Healthista – May 2019

Botox, fillers and other anti-ageing treatments can help you cheat your way to younger-looking skin, but if you don’t want to look ‘done’ follow these ground rules, says beauty editor Annabel Meggeson

A respected face doctor once told me about fallow periods. They’re the months in between injectables, lasers and the like, when you should let your skin go back to normal. Otherwise you lose sight of normal and end up looking like more like an over-inflated lilo than a human being.

My latest fallow period has gone on so long it has become a furrowed period. With all its rumples and shadows, my poor old face looks like a ploughed field. With too much time on my hands, I sit here scrutinizing every flaw and fold. I know, it’s not healthy.

Really, I should just let the collagen continue its slow breakdown, the pigmentation its steady build up (minimized by rigorous good-girl applications of SPF), and grow old sensibly. But I’m too vain – and too informed.
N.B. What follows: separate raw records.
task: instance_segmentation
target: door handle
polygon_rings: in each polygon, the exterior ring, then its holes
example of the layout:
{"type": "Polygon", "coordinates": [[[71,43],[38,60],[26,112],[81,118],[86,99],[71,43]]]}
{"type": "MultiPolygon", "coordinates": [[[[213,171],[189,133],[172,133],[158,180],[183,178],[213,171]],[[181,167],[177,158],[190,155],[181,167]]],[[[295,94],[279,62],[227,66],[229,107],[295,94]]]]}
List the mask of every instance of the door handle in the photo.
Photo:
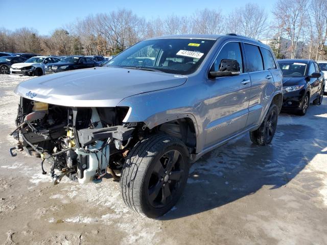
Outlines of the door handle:
{"type": "Polygon", "coordinates": [[[249,83],[250,82],[250,80],[243,80],[242,81],[242,82],[241,83],[242,83],[243,85],[246,85],[246,84],[247,84],[248,83],[249,83]]]}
As a beauty director who has had every treatment at her disposal, I know what a few sprinkles of Botox, a couple of rounds of Intense Pulsed Light (IPL, a type of laser) and maybe a shot of the latest ‘It ‘treatment (in early 2019, that’s still Profhilo – see below), can do.

These so-called tweakments can make the difference between waking up every morning looking so altered your own phone doesn’t recognize you versus feeling ready to take on the world 24/7.

Once you’ve had a taste of the good stuff, it really is hard to go back. You can get some satisfaction from good skincare, but it’s never quite enough. It’s why recently I’ve been dreaming of all the high-octane things I’d like to do to my skin again, if I ever win the lottery.

I’d start off with a few sessions of IPL. It’ll sting, but hopefully lots of that last-summer sun damage will be drawn to the surface, form crusty bits and drop off to reveal a brighter, somewhat more even-toned complexion underneath.

Then I’ll load up on the Profhilo – two rounds a month apart, involving multiple injections of Hyaluronic Acid just below the skin. This treatment has been dubbed ‘the injectable moisturizer’ and while I need to give it another go to be sure of what I think (I only had one round when I first tried it and you need at least two to get the desired results), the reviews have been glowing.

Once that has settled, I’d be back for Botox – tiny drops in my forehead, around my eyes and sprinkled round and about the place in the way that the top doctors do, using a combo of experience and artistic flair to dispense it round the face for an overall freshening effect. (The masters of this are the female doctors at Medicetics.)

In the same session: filler. A couple of ml in my chin and cheeks, to add a trace of extra volume – just enough for other people to register my face as younger without being able to put their finger on why.

Knowing what to do, what works and who to see has been hard-won, though (if you can assign that term to the pursuit of vanity).

I’ve ended up with cheekbones I definitely didn’t dream of and lumps in my face that have had to be dissolved. I’ve had one eyebrow higher than the other and wrinkles in my hair line where there were none before. (If you’re not careful, Botox behaves like Spanx – it smooths skin in some places, but the rest has to go somewhere; in this case I got the excess roll right at the very top of my forehead.)